In this blog, I’ll walk you through building the basics blocks of a Recurrent Neural Network.
 

Importing Packages

import numpy as np

Basic Functions

def softmax(x):
  e_x = np.exp(x - np.max(x))
  return e_x / e_x.sum(axis=0)

def sigmoid(x):
  return 1 / (1+np.exp(-x))

Basic RNN Cells

def forward_rnn_cell(x_t, a_prev, parameters):
  Wax = parameters["Wax"]
  Waa = parameters["Waa"]
  Wya = parameters["Wya"]
  ba = parameters["ba"]
  by = parameters["by"]

  a_next = np.tanh(np.dot(Wax, x_t) + np.dot(Waa, a_prev) + ba)
  yt_pred = softmax(np.dot(Wya, a_next) + by)
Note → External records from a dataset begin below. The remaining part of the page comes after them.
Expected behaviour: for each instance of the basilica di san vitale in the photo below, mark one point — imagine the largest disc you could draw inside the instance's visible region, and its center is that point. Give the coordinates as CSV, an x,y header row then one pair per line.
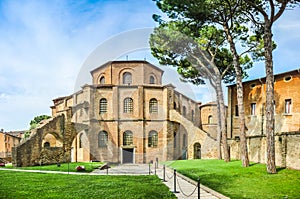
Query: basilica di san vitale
x,y
127,116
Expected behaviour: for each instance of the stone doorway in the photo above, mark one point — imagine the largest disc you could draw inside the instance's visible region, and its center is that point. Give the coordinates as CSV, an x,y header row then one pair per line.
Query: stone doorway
x,y
127,155
197,150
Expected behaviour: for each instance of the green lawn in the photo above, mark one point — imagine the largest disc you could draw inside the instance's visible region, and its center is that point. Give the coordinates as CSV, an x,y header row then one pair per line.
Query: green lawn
x,y
89,167
38,185
234,181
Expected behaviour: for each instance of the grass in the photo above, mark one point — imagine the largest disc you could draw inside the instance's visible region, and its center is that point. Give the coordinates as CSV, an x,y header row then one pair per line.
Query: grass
x,y
234,181
65,167
38,185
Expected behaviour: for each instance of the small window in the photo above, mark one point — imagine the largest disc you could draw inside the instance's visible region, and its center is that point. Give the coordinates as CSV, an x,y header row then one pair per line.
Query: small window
x,y
236,110
80,140
152,139
253,108
46,145
127,138
153,108
252,85
102,80
288,106
184,140
102,139
127,78
210,121
103,106
175,141
152,80
128,105
287,78
184,111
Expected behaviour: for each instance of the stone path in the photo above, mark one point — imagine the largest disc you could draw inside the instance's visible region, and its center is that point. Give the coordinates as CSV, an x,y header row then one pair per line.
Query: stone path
x,y
185,187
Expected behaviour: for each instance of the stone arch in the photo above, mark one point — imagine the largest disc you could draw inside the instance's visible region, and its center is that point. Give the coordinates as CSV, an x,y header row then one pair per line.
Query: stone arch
x,y
152,79
80,148
53,139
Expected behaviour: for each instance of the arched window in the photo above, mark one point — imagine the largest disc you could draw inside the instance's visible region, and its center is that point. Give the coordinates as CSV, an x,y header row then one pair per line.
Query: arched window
x,y
127,138
102,80
210,119
127,78
102,139
128,105
184,111
175,141
193,115
152,80
184,140
103,106
152,139
80,140
153,108
46,144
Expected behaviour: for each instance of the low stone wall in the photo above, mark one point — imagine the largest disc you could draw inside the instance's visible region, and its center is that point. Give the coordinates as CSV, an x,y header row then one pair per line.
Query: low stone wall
x,y
32,152
287,149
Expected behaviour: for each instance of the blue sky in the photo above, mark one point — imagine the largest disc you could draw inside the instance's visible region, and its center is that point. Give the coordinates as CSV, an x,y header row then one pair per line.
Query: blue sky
x,y
44,46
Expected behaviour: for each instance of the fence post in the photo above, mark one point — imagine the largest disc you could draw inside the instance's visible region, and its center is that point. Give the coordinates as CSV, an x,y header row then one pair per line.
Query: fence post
x,y
164,173
175,181
198,185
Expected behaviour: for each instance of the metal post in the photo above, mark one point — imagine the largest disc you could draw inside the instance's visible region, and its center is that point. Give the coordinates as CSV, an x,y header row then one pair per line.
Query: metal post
x,y
175,181
164,173
198,185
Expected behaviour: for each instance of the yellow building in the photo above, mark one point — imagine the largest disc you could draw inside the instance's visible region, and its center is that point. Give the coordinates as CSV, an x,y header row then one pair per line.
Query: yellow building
x,y
287,119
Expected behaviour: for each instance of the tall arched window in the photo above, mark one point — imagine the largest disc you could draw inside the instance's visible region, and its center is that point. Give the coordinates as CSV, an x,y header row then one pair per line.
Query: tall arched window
x,y
127,138
80,140
103,106
102,139
193,115
152,139
210,119
46,144
184,140
153,108
175,141
127,78
102,80
128,105
184,111
152,80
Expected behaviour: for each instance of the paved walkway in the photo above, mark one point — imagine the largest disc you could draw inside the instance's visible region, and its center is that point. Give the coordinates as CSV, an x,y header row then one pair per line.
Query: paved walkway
x,y
185,187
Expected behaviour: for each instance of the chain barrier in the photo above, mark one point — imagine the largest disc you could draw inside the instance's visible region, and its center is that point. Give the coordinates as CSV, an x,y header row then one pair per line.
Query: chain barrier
x,y
169,177
187,195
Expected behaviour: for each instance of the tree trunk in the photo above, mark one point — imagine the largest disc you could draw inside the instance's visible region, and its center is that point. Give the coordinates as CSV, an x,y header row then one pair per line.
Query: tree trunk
x,y
240,98
271,167
222,116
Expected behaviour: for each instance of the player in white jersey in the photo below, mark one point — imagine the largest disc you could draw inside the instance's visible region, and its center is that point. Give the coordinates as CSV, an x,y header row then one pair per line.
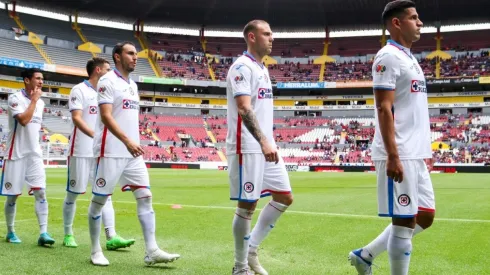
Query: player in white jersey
x,y
255,168
401,148
84,108
119,154
23,163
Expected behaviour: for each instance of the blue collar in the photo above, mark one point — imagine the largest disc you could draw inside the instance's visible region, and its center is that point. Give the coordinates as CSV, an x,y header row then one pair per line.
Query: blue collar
x,y
120,75
89,85
400,47
247,54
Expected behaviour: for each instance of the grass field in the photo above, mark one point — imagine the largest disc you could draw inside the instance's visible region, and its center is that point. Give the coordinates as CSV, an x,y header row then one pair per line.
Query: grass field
x,y
333,213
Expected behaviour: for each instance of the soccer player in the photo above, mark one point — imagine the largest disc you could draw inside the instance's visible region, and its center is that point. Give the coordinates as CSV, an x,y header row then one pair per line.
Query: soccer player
x,y
119,154
23,163
401,148
255,168
83,107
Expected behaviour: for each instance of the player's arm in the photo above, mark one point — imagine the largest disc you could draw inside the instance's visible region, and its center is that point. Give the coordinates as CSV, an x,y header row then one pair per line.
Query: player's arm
x,y
24,116
106,99
76,108
386,70
240,77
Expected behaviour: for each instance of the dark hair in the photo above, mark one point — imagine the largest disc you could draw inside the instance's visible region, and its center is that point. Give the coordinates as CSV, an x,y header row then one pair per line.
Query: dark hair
x,y
29,73
118,49
93,63
252,26
395,9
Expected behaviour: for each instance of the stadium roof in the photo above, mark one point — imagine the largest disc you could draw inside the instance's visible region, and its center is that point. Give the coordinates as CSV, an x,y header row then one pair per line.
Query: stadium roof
x,y
283,15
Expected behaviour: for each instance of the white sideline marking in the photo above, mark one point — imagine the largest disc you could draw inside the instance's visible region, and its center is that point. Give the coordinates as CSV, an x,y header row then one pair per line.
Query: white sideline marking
x,y
293,211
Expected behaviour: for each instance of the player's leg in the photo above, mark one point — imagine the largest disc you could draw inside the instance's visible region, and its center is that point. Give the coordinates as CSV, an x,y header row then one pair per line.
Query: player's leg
x,y
275,182
76,184
246,178
13,174
107,174
135,178
36,181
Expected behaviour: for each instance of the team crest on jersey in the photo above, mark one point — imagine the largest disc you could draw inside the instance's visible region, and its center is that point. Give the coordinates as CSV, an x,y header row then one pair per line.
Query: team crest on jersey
x,y
130,104
248,187
418,86
380,68
264,93
92,110
100,182
404,200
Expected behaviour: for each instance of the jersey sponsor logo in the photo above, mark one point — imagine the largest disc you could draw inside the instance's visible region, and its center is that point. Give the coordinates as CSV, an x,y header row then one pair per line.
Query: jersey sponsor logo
x,y
404,200
380,68
418,86
92,110
100,182
248,187
264,93
130,104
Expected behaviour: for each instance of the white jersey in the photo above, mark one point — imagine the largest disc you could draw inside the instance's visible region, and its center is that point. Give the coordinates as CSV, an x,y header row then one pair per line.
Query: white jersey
x,y
83,97
248,77
123,95
23,140
395,68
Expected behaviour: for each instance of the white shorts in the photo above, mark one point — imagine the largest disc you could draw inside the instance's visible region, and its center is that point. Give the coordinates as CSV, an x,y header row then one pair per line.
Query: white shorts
x,y
251,177
405,199
80,172
16,173
129,172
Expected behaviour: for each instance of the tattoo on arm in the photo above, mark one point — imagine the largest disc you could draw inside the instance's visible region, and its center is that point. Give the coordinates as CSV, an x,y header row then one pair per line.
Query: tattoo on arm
x,y
250,121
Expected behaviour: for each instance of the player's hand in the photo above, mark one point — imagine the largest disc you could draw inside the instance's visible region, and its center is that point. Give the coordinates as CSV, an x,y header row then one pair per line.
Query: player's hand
x,y
134,149
429,163
394,169
270,153
36,94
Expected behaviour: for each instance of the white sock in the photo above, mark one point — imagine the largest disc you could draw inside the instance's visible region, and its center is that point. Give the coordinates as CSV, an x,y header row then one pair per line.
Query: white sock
x,y
108,219
400,249
241,229
380,244
94,221
10,210
267,219
146,215
41,207
69,209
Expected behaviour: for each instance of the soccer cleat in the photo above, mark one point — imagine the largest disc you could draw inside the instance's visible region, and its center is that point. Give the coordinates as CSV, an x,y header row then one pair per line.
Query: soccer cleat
x,y
69,241
241,271
160,256
12,238
362,266
254,264
98,258
117,242
45,239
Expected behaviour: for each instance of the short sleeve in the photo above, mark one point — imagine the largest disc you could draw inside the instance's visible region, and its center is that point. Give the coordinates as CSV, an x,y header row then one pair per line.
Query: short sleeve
x,y
105,91
239,78
76,99
15,106
386,70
  # needed for back propagation
  cache = (a_next, a_prev, x_t, parameters)

  return a_next, yt_pred, cache

def rnn_forward(x, a0, parameters):

  caches = []
  n_x, m, T_x = x.shape
  n_y, n_a = parameters["Wya"].shape

  a = np.zeros((n_a, m, T_x))
  y_pred = np.zeros((n_y, m, T_x))

  a_next = a0

  for t in range(T_x):
    a_next, yt_pred, cache = forward_rnn_cell(x[:,:,t], a_next, parameters)
    a[:,:,t] = a_next
    y_pred[:,:,t] = yt_pred
    caches.append(cache)

  caches = (cache,x)

  return a, y_pred, caches

Basic LSTM Cells

def forward_lstm_cell(x_t, a_prev, c_prev, parameters):
  Wf = parameters["Wf"]
  bf = parameters["bf"]
  Wi = parameters["Wi"]
  bi = parameters["bi"]
  Wc = parameters["Wc"]
  bc = parameters["bc"]
  Wo = parameters["Wo"]
  bo = parameters["bo"]
  Wy = parameters["Wy"]
  by = parameters["by"]

  n_x, m = x_t.shape
  n_y, n_a = Wy.shape

  concat = np.zeros((n_a + n_x, m))
  concat[: n_a, :] = a_prev
  concat[n_a :, :] = x_t

  ft = sigmoid(np.dot(Wf, concat) + bf)
  it = sigmoid(np.dot(Wi, concat) + bi)
  cct = np.tanh(np.dot(Wc, concat) + bc)
  c_next = ft * c_prev + it * cct
  ot = sigmoid(np.dot(Wo, concat) + bo)
  a_next = ot * np.tanh(c_next)

  yt_pred = softmax(np.dot(Wy, a_next) + by)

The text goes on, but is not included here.